203. Восточная церковь, по-видимому, была предназначена совсем для
другого: она должна была идти иными путями. Ее роль состояла в том, чтобы
явить мощь христианства, предоставленного единственно своим силам; она в
совершенстве выполняла это высокое призвание. Родившись под дыханием
пустыни, перенесенная затем в другую пустыню, где, живя в уединении,
созданном для нее окружавшим ее варварством, она, естественно, стала
аскетической и созерцательной. Самое происхождение отрезало ей путь к какому
бы то ни было честолюбию. И она, надо сознаться, довела покорность до
крайности; она всячески стремилась себя уничижать: преклонять колена перед
всеми государями, каковы бы они ни были, верные или неверные, православные
или схизматики, монголы или сельджуки; когда гнет становился невыносимым или
когда на нее обрушивалось иноземное иго, редко умела она прибегнуть к иному
средству, кроме как заливать слезами церковную паперть, или же,
повергнувшись в прах, призывать помощь небесную в тихой молитве. Все это
совершенно верно, но верно и то, что ничего иного она делать и не могла, что
она изменила бы своему призванию, если бы попыталась облечься в иную одежду.

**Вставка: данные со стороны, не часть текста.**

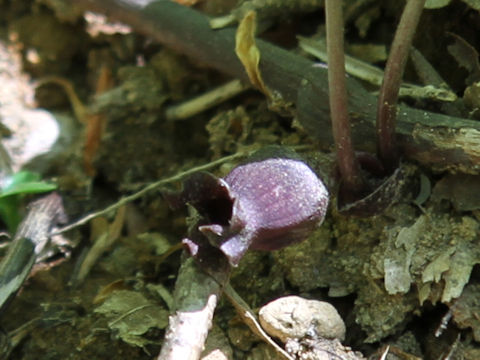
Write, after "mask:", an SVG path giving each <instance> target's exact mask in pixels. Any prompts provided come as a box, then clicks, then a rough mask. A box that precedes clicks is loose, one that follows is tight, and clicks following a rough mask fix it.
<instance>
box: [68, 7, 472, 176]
mask: <svg viewBox="0 0 480 360" xmlns="http://www.w3.org/2000/svg"><path fill="white" fill-rule="evenodd" d="M74 3H75V4H79V5H82V6H83V7H84V8H85V9H89V10H96V11H99V12H103V13H107V14H108V15H109V16H110V17H111V18H113V19H116V20H120V21H123V22H125V23H127V24H129V25H131V26H132V27H133V28H134V29H135V30H136V31H139V32H142V33H144V34H146V35H148V36H150V37H152V38H153V39H155V40H157V41H159V42H161V43H163V44H165V45H167V46H169V47H171V48H173V49H175V50H177V51H179V52H182V53H185V54H187V55H188V56H190V57H192V58H193V59H195V61H196V62H198V63H200V64H207V65H209V66H211V67H214V68H216V69H218V70H219V71H222V72H224V73H226V74H229V75H231V76H233V77H235V78H238V79H241V80H243V81H248V79H247V75H246V73H245V70H244V68H243V66H242V64H241V63H240V61H239V60H238V58H237V57H236V55H235V51H234V48H235V29H229V28H225V29H221V30H213V29H211V28H210V25H209V19H208V17H207V16H205V15H203V14H201V13H199V12H198V11H195V10H194V9H191V8H187V7H184V6H181V5H179V4H177V3H175V2H173V1H153V2H152V1H142V2H138V1H134V0H121V1H120V0H102V1H96V0H76V1H75V2H74ZM256 44H257V46H258V49H259V51H260V52H261V61H260V71H261V73H262V76H263V79H264V81H265V84H266V86H267V87H268V88H269V89H271V90H272V91H275V92H276V93H278V94H280V95H281V96H282V97H283V99H284V100H285V101H286V102H291V103H294V104H295V105H296V114H295V115H296V116H297V118H298V120H299V122H300V123H301V125H302V126H303V127H304V128H305V130H306V131H307V132H308V134H309V135H311V136H312V137H313V138H314V139H316V140H317V141H319V142H321V143H322V144H324V145H325V146H329V145H330V144H331V143H332V142H333V138H332V135H331V134H332V133H331V124H330V115H329V106H328V91H327V89H328V85H327V71H326V69H324V68H320V67H318V66H317V67H316V66H315V64H314V62H312V61H310V60H308V59H306V58H304V57H302V56H300V55H297V54H294V53H293V52H290V51H287V50H284V49H281V48H279V47H277V46H275V45H272V44H269V43H267V42H265V41H262V40H260V39H257V41H256ZM347 91H348V93H349V104H348V107H349V109H350V112H351V114H352V116H351V124H352V136H353V142H354V145H355V148H356V149H359V150H366V151H371V152H372V151H374V149H375V147H376V140H375V117H376V103H377V99H376V97H375V96H374V95H372V94H370V93H368V92H367V91H366V90H365V89H364V88H363V87H362V86H361V85H360V84H359V83H358V82H357V81H356V80H355V79H352V78H348V79H347ZM396 131H397V140H398V145H399V147H400V152H401V154H402V155H403V156H404V157H406V158H409V159H412V160H415V161H417V162H419V163H421V164H422V165H424V166H428V167H430V168H432V169H434V170H438V171H445V170H448V171H452V172H465V173H470V174H479V173H480V123H479V122H478V121H472V120H468V119H461V118H457V117H452V116H446V115H442V114H435V113H432V112H429V111H424V110H418V109H412V108H409V107H407V106H404V105H400V106H399V107H398V118H397V128H396Z"/></svg>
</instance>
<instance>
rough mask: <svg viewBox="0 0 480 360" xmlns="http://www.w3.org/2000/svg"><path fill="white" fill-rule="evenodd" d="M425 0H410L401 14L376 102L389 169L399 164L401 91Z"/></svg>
mask: <svg viewBox="0 0 480 360" xmlns="http://www.w3.org/2000/svg"><path fill="white" fill-rule="evenodd" d="M424 5H425V0H409V1H407V4H406V5H405V8H404V10H403V13H402V17H401V18H400V22H399V24H398V27H397V30H396V32H395V37H394V39H393V43H392V47H391V49H390V54H389V56H388V60H387V64H386V66H385V74H384V78H383V83H382V87H381V89H380V94H379V97H378V104H377V153H378V157H379V158H380V160H381V161H382V163H383V166H384V167H385V169H386V170H389V171H393V170H394V169H395V168H396V167H397V166H398V152H397V144H396V137H395V127H396V119H397V101H398V91H399V88H400V84H401V82H402V77H403V73H404V70H405V65H406V63H407V59H408V54H409V52H410V48H411V45H412V41H413V36H414V35H415V30H416V28H417V25H418V22H419V20H420V15H421V14H422V10H423V6H424Z"/></svg>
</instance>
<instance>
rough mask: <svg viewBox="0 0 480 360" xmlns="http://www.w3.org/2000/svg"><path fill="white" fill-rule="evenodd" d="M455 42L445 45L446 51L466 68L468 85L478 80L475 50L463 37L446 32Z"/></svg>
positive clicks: (477, 62)
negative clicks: (467, 76) (466, 69)
mask: <svg viewBox="0 0 480 360" xmlns="http://www.w3.org/2000/svg"><path fill="white" fill-rule="evenodd" d="M448 34H449V35H450V36H451V37H452V38H453V39H454V40H455V42H454V43H453V44H451V45H449V46H448V47H447V49H448V52H449V53H450V55H452V56H453V57H454V58H455V60H456V61H457V63H458V65H459V66H461V67H463V68H465V69H467V71H468V72H469V76H468V77H467V79H466V80H465V82H466V84H467V85H470V84H472V83H474V82H476V81H479V80H480V62H479V60H478V52H477V50H476V49H475V48H474V47H473V46H472V45H470V44H469V43H468V42H467V41H466V40H465V39H463V38H462V37H460V36H458V35H456V34H454V33H448Z"/></svg>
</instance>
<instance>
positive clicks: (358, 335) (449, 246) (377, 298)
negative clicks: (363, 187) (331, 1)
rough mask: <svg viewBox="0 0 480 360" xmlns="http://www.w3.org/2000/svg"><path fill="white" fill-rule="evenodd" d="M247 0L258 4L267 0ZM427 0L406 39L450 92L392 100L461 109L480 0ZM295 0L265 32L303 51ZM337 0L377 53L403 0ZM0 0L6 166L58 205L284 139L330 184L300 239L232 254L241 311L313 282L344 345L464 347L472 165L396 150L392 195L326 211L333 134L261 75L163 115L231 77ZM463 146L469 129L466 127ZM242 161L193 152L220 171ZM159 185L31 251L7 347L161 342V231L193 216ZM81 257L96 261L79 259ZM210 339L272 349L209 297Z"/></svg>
mask: <svg viewBox="0 0 480 360" xmlns="http://www.w3.org/2000/svg"><path fill="white" fill-rule="evenodd" d="M411 1H413V0H411ZM261 3H262V4H263V5H265V6H266V9H268V4H269V2H268V1H265V2H261ZM292 3H293V2H292ZM427 3H430V5H429V6H430V7H432V8H430V9H425V11H424V14H423V15H422V19H421V22H420V25H419V29H418V31H417V36H416V38H415V41H414V45H415V48H416V49H417V50H418V51H419V52H420V53H421V54H422V55H423V56H424V58H425V59H428V62H429V63H430V69H434V70H436V72H437V75H439V76H440V77H441V79H443V83H442V84H439V85H438V87H440V88H442V89H446V90H448V91H449V92H450V93H451V94H453V95H454V96H455V97H456V98H455V99H454V100H451V101H450V100H449V101H444V100H442V99H440V98H432V97H428V98H427V97H425V96H416V95H406V96H402V97H401V99H400V101H401V102H402V103H405V104H407V105H409V106H411V107H413V108H417V109H423V110H425V111H431V112H437V113H444V114H448V115H452V116H453V115H454V116H457V117H461V118H465V119H470V120H474V121H476V120H478V119H479V111H478V109H479V108H480V95H479V94H480V92H479V90H478V89H479V84H480V65H479V60H478V50H479V49H480V37H478V36H477V35H478V32H479V31H480V13H479V12H480V5H479V4H478V2H476V1H459V0H458V1H451V2H450V1H443V2H441V1H438V2H434V1H432V2H429V1H427ZM288 4H289V2H288V1H285V5H284V6H285V8H286V9H288ZM298 4H300V5H301V6H303V7H304V9H303V11H299V12H298V13H295V14H293V13H292V12H291V11H289V10H286V12H281V11H278V12H275V11H271V10H269V11H264V12H263V13H262V12H261V9H262V8H259V9H260V11H259V13H260V14H263V15H262V16H264V18H265V19H268V21H267V22H266V23H265V25H262V26H263V28H264V29H266V30H265V32H264V33H263V34H262V35H261V37H262V38H264V39H267V40H268V41H270V42H273V43H275V44H276V45H278V46H280V47H284V48H288V49H289V50H291V51H292V52H297V53H299V54H301V55H303V56H306V57H309V58H312V59H313V57H312V55H311V54H308V53H306V52H305V51H300V50H299V49H298V47H297V39H296V36H297V35H301V36H305V37H311V38H321V37H322V36H324V12H323V5H322V4H323V2H320V1H303V2H302V1H298ZM187 5H192V4H187ZM234 5H235V2H234V1H227V2H225V1H224V2H222V1H217V0H204V1H199V2H198V4H196V5H194V6H195V8H196V9H197V10H198V11H202V12H206V13H209V14H210V15H211V16H219V14H227V13H228V12H229V11H230V9H231V8H232V6H234ZM300 5H299V6H300ZM192 6H193V5H192ZM345 7H346V9H347V10H350V11H351V12H348V11H347V12H346V14H347V23H346V27H345V30H346V33H345V42H346V44H345V45H346V51H347V53H348V54H350V55H351V56H353V57H356V58H360V59H362V60H364V61H366V62H368V63H370V64H374V65H376V66H378V67H379V68H383V66H384V64H385V61H386V56H387V53H388V49H389V46H390V43H391V40H392V38H393V34H394V32H395V24H396V23H397V21H398V18H399V17H400V15H401V11H402V8H403V2H398V1H382V2H380V1H361V0H349V1H345ZM0 9H1V11H0V14H1V15H0V19H1V22H0V35H1V36H0V82H1V84H2V85H1V86H0V87H1V89H0V96H1V99H0V116H1V123H2V125H4V127H6V128H7V129H8V130H9V131H6V133H5V134H4V141H3V144H4V147H5V149H7V150H6V151H7V152H8V153H9V154H10V155H9V156H10V158H11V159H10V161H11V163H12V164H13V166H12V167H13V171H18V170H19V169H20V168H27V169H30V170H32V171H36V172H38V173H40V174H41V176H42V178H43V179H46V180H52V181H54V182H55V183H56V184H58V191H59V192H60V193H61V194H62V197H63V200H64V203H65V207H66V211H67V213H68V216H69V219H70V221H71V222H73V221H75V220H77V219H80V218H82V217H84V216H86V215H87V214H89V213H91V212H94V211H98V210H101V209H105V208H106V207H107V206H109V205H111V204H113V203H115V202H116V201H118V200H119V199H120V198H121V197H122V196H126V195H128V194H132V193H135V192H136V191H139V190H141V189H142V188H144V187H145V186H147V185H148V184H151V183H153V182H155V181H158V180H161V179H165V178H169V177H171V176H174V175H175V174H178V173H181V172H184V171H188V170H189V169H192V168H194V167H196V166H201V165H203V164H208V163H210V162H212V161H215V160H219V159H222V158H223V157H226V156H229V155H232V154H239V153H247V152H252V151H254V150H256V149H260V148H262V147H265V146H270V145H281V146H284V147H288V148H293V149H296V150H297V152H298V154H299V155H300V156H301V157H302V158H303V159H304V161H305V162H306V163H307V164H308V165H309V166H310V167H311V168H312V169H313V170H314V171H315V172H316V173H317V174H318V175H319V176H321V177H322V178H323V180H324V182H325V184H326V185H327V187H328V188H329V191H330V193H331V200H330V206H329V210H328V214H327V217H326V219H325V221H324V223H323V224H322V226H321V227H319V228H318V229H317V230H316V231H314V232H313V233H312V234H311V235H310V236H309V238H308V239H307V240H306V241H304V242H302V243H300V244H298V245H294V246H290V247H287V248H285V249H283V250H280V251H274V252H262V251H250V252H248V253H247V255H246V256H245V258H243V259H242V261H241V263H240V265H239V266H238V268H236V269H235V270H234V272H233V274H232V277H231V281H230V283H231V285H232V287H233V288H234V289H235V290H236V291H237V292H238V294H239V295H240V296H241V297H242V298H243V300H245V301H246V303H248V304H249V305H250V307H251V308H253V309H255V310H256V309H258V308H260V307H261V306H263V305H264V304H266V303H268V302H269V301H271V300H274V299H277V298H279V297H282V296H285V295H293V294H294V295H299V296H302V297H304V298H307V299H318V300H323V301H327V302H329V303H331V304H332V305H334V306H335V308H336V309H337V310H338V312H339V314H340V315H341V317H342V318H343V320H344V322H345V325H346V329H347V332H346V338H345V340H344V341H343V344H344V345H345V346H348V347H351V348H352V349H353V350H354V351H357V352H359V353H361V354H363V356H364V357H365V358H371V359H380V358H381V356H382V353H383V352H384V351H385V349H386V346H387V345H388V346H390V349H391V350H390V352H389V354H388V355H387V356H386V359H418V358H421V359H472V360H473V359H479V358H480V347H479V346H478V342H480V318H479V316H480V315H479V314H480V302H479V300H478V299H479V295H480V294H479V292H480V286H479V283H477V281H479V279H480V272H479V267H478V266H477V264H479V263H480V246H479V227H480V223H479V222H480V212H479V209H480V197H479V195H478V194H480V192H479V191H478V190H479V188H480V181H479V177H478V175H477V174H476V172H475V171H471V172H470V173H468V174H466V173H462V172H448V171H438V170H437V169H435V168H429V167H427V166H425V165H424V164H421V163H418V162H415V161H412V160H409V159H408V158H406V159H405V160H404V161H403V162H402V166H403V167H404V169H405V173H406V174H407V175H406V180H405V181H404V184H403V189H402V196H401V197H400V199H399V201H397V202H396V203H394V204H393V205H391V206H390V207H389V208H388V209H387V210H385V211H384V212H382V213H381V214H378V215H375V216H369V217H353V216H348V215H345V214H342V213H340V212H339V211H337V209H336V206H335V204H336V198H335V197H336V191H337V187H338V176H337V175H336V171H335V165H334V160H335V159H334V155H333V154H332V151H333V147H332V145H331V144H325V143H319V141H318V139H315V138H312V137H311V136H310V134H309V133H308V131H305V129H304V128H303V127H302V125H301V124H300V123H299V122H298V121H297V120H296V119H294V118H293V117H291V116H286V117H285V116H281V115H279V114H278V113H277V112H275V111H272V110H271V107H269V103H268V102H267V100H266V99H265V96H263V95H262V94H261V93H259V92H258V91H255V90H252V89H247V90H244V91H242V92H241V93H240V94H239V95H237V96H234V97H233V98H231V99H227V100H225V101H223V102H222V103H220V104H218V105H216V106H213V107H209V108H206V109H202V110H200V111H198V112H196V113H195V114H194V115H192V116H189V117H188V118H185V119H174V120H172V119H167V115H166V114H167V113H168V111H169V110H170V111H171V109H172V107H173V106H174V105H178V104H180V103H182V102H184V101H186V100H187V99H191V98H194V97H196V96H199V95H202V94H203V93H205V92H207V91H209V90H212V89H214V88H215V87H217V86H220V85H223V84H224V83H226V82H228V81H230V80H231V79H230V78H229V77H228V76H226V75H224V74H222V73H220V72H217V71H216V70H215V69H212V68H210V67H209V66H208V64H204V63H198V62H197V61H196V59H194V58H189V57H187V56H184V55H182V54H180V53H178V52H176V51H175V50H174V49H170V48H168V47H165V46H163V45H161V44H159V43H157V42H156V41H154V40H153V39H151V38H149V37H147V36H144V35H141V34H140V33H139V32H137V31H136V29H135V28H131V27H129V26H127V25H125V24H120V23H108V22H106V20H105V19H103V18H102V17H101V16H100V15H98V14H95V13H84V12H83V11H80V10H79V9H77V8H76V7H73V6H71V5H69V4H68V2H66V1H65V2H64V1H55V0H36V1H30V0H29V1H22V2H19V1H0ZM300 9H302V8H301V7H300ZM262 20H263V18H262ZM261 24H264V23H261ZM315 61H317V62H320V60H318V59H316V60H315ZM427 78H428V79H431V77H428V76H423V75H422V74H419V73H418V68H417V69H416V68H415V67H414V66H413V64H412V63H409V64H408V65H407V70H406V74H405V81H407V82H409V83H413V84H419V85H430V84H429V83H425V81H426V80H425V79H427ZM362 84H363V85H364V87H365V88H366V89H367V90H369V91H371V92H375V91H378V87H376V85H374V84H372V83H370V84H369V83H367V82H364V83H362ZM51 123H52V124H53V125H50V124H51ZM55 124H57V125H55ZM2 134H3V132H2ZM37 137H38V138H39V140H38V144H39V145H35V144H37V142H36V141H37V140H36V139H37ZM27 145H32V147H33V148H32V149H30V148H29V146H27ZM34 145H35V146H36V147H34ZM471 146H472V149H477V148H478V146H479V144H478V143H477V141H476V140H475V139H473V140H472V144H471ZM27 148H28V149H27ZM319 149H321V151H320V150H319ZM477 150H478V149H477ZM3 151H5V150H4V149H2V152H3ZM472 151H473V150H472ZM240 160H241V158H240V156H239V157H238V158H233V160H225V161H224V162H220V164H219V165H218V166H212V167H211V168H210V169H209V171H210V172H212V173H214V174H215V175H217V176H219V177H222V176H224V175H225V174H227V173H228V172H229V171H230V170H231V169H232V168H234V167H235V166H236V165H237V164H238V163H239V162H240ZM242 160H243V159H242ZM2 176H5V175H4V174H3V175H2ZM180 185H181V182H179V181H175V182H171V183H169V184H168V185H167V188H168V189H170V190H172V189H179V188H180ZM165 188H166V187H165V186H159V187H158V188H157V189H155V190H153V191H150V192H148V193H146V194H145V195H144V196H141V197H139V198H138V199H136V200H135V201H132V202H129V203H128V204H127V205H126V206H125V207H121V208H120V209H119V210H118V211H116V212H115V211H113V212H109V213H106V214H102V216H98V217H97V218H95V219H94V220H92V221H90V222H88V223H87V224H86V225H83V226H79V227H76V228H75V229H73V230H72V231H69V232H66V233H64V234H62V237H63V238H62V239H61V241H60V240H57V241H60V243H61V245H60V246H57V247H53V248H52V252H51V253H49V254H47V256H46V257H45V258H44V259H41V261H39V262H38V263H37V264H36V265H35V267H34V270H33V273H32V276H30V277H29V279H28V280H27V282H26V284H25V286H24V287H23V288H22V290H21V291H20V293H19V294H18V296H17V297H16V298H15V299H14V301H13V302H12V303H11V304H10V306H9V307H8V309H7V310H6V311H5V312H4V313H3V314H2V317H1V327H2V329H3V331H4V333H5V334H9V336H10V337H12V339H14V340H12V344H14V346H11V347H10V348H9V350H8V352H9V353H10V355H9V357H8V358H9V359H22V360H30V359H52V360H53V359H79V360H81V359H123V358H130V359H152V358H154V357H155V356H157V354H158V353H159V351H160V347H161V344H162V341H163V336H164V334H165V329H166V327H167V324H168V314H169V310H170V309H171V307H172V301H173V300H172V293H173V289H174V285H175V279H176V274H177V272H178V268H179V265H180V254H181V252H180V251H175V249H176V250H178V249H179V247H178V246H176V245H178V243H179V242H180V241H181V240H182V239H183V238H184V237H185V234H186V233H187V228H188V225H189V224H188V221H189V220H188V216H187V215H188V214H187V211H186V210H185V209H184V210H172V209H170V208H169V206H168V204H166V202H165V201H164V199H163V197H162V196H161V194H160V191H159V190H164V189H165ZM29 199H30V198H29V197H27V198H26V199H25V202H27V201H28V200H29ZM102 239H103V240H102ZM105 239H109V240H108V241H107V243H106V244H104V245H103V247H99V248H98V249H96V250H92V249H94V245H93V244H96V243H97V242H99V241H105ZM7 242H8V241H6V242H5V243H7ZM57 245H58V243H57ZM175 246H176V247H175ZM5 249H6V247H5V246H3V247H2V248H1V249H0V250H1V251H2V253H1V254H0V255H3V254H4V253H5ZM92 251H93V252H95V251H96V255H91V254H92ZM89 254H90V255H89ZM89 256H92V257H93V260H91V261H92V263H91V264H85V263H86V261H85V259H86V258H88V257H89ZM127 313H128V314H130V315H132V314H133V315H132V316H127V315H125V314H127ZM7 347H8V345H6V344H5V345H4V349H6V348H7ZM215 348H220V349H223V351H224V352H225V354H227V355H228V356H229V357H230V358H235V359H269V358H271V359H274V358H276V357H275V356H276V355H275V353H274V352H273V351H272V350H271V349H270V348H269V347H268V345H267V344H266V343H264V342H261V341H260V340H259V339H258V338H257V337H255V335H253V334H252V333H251V331H250V330H249V328H248V327H247V326H246V325H245V324H243V323H242V321H241V320H240V318H239V317H238V316H237V315H236V313H235V311H234V308H233V307H232V305H231V304H230V303H229V302H228V301H227V300H225V299H223V298H222V299H221V300H220V303H219V305H218V307H217V309H216V312H215V316H214V327H213V330H212V332H211V335H210V337H209V340H208V342H207V349H209V350H211V349H215ZM3 351H5V350H3ZM331 358H334V357H331ZM358 358H361V355H358Z"/></svg>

Разве только в славные дни русского патриаршества она дерзнула быть
честолюбивой, и мы знаем, какова была расплата за эту попытку
противоестественной гордыни 137.
Как бы то ни было, этой церкви, столь смиренной, столь покорной, столь
безропотной, наша страна обязана не только самыми прекрасными страницами
своей истории, но и своим сохранением.